Vendredi 22 mai, la préfecture de Martinique a publié sur les réseaux sociaux une affiche pour propager la distanciation sociale. On y voit deux adolescents. L’un est blanc, vêtu d’une chemise à carreaux de couleur rubis ouverte sur un t-shirt bleu Majorelle. L’autre semble métisse, on ne sait pas trop, dans un autre temps on aurait dit couleur chocolat au lait. Aujourd’hui, ce terme étant connoté comme raciste, d’aucuns lui préfèrent l’étrange terme « racisé ». La moitié du crâne rasé, il semble avoir été affublé d’un débris de perruque sur la tête. N’est-ce pas d’un goût douteux ? Laisser entendre que les adolescents martiniquais se coiffent ainsi avilit nos compatriotes des Antilles. Pourtant, ce n’est pas cela qui a fait germer l’ire de politiciens de gauche rivés sur leur smartphone, dénonçant toute publication internet qui leur soulève le cœur. Non, ce qui leur a fort déplu, c’est qu’en dessous de l’incontournable flèche blanche nous conseillant de garder un bon mètre entre nous, il y ait cinq gros ananas.

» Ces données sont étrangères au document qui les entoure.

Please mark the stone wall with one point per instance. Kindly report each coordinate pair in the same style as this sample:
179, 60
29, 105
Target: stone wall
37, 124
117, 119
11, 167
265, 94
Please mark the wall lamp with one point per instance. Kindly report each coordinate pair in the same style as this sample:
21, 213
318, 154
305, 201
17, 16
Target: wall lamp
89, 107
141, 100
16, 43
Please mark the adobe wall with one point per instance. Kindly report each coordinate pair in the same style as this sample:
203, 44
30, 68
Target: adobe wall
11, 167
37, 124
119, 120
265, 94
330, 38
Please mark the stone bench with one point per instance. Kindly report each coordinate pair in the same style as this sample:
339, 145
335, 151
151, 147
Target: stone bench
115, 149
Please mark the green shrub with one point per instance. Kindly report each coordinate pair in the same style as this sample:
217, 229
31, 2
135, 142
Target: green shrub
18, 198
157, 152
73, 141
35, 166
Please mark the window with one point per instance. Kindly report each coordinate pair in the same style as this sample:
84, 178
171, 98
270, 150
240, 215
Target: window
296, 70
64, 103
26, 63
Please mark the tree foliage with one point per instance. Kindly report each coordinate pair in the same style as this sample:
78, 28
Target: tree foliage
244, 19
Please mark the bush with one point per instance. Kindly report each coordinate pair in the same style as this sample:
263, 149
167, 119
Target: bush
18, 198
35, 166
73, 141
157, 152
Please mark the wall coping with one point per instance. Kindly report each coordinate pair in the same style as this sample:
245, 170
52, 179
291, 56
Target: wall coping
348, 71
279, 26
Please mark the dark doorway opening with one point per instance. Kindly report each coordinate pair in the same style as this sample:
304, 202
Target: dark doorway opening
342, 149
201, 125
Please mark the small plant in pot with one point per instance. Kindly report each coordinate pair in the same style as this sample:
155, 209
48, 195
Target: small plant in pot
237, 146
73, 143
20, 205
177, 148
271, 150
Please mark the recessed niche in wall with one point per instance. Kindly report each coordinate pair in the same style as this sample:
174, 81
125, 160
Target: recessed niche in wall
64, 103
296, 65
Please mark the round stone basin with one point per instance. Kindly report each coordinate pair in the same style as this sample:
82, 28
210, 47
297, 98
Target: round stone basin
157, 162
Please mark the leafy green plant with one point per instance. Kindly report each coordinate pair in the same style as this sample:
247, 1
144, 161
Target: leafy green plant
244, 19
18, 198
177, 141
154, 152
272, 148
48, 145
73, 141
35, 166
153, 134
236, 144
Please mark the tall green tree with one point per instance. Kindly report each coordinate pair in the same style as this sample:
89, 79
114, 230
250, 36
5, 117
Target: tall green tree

Le préfet s’adresse aux habitants de la Martinique et l’Etat édite cette affiche ? La macronie c’est cette honte aussi. pic.twitter.com/L1PELXAgnY
— Jean-Luc Mélenchon (@JLMelenchon) May 23, 2020
« Assainir le corps de l’État »
Armé de son fidèle compte Twitter, Jean-Luc Mélenchon s’est offusqué le premier: « Le préfet s’adresse aux habitants de la Martinique et l’État édite cette affiche ? Le macronisme, c’est cette honte aussi ». Évidemment, le camarade Eric Coquerel lui a emboîté le pas, fustigeant, lui aussi sur son compte Twitter, « le racisme et le colonialisme » du préfet de Martinique. En guise de surenchère, il a même appelé à la démission de ce dernier. Toujours de l’hexagone, du nord cette fois, c’est l’eurodéputée écologiste Karima Delli qui a écrit : « En 2020, encore des images insultantes et racistes ». De la Marne ensuite, la député Mathilde Panot a suggéré une solution plus radicale: « c’est tout le corps de l’État qu’il faut assainir de ces représentations nauséabondes ». Quand le parfum de l’épuration s’en mêle, c’est qu’on est vraiment prêt à tout pour se tailler une place dans l’arène.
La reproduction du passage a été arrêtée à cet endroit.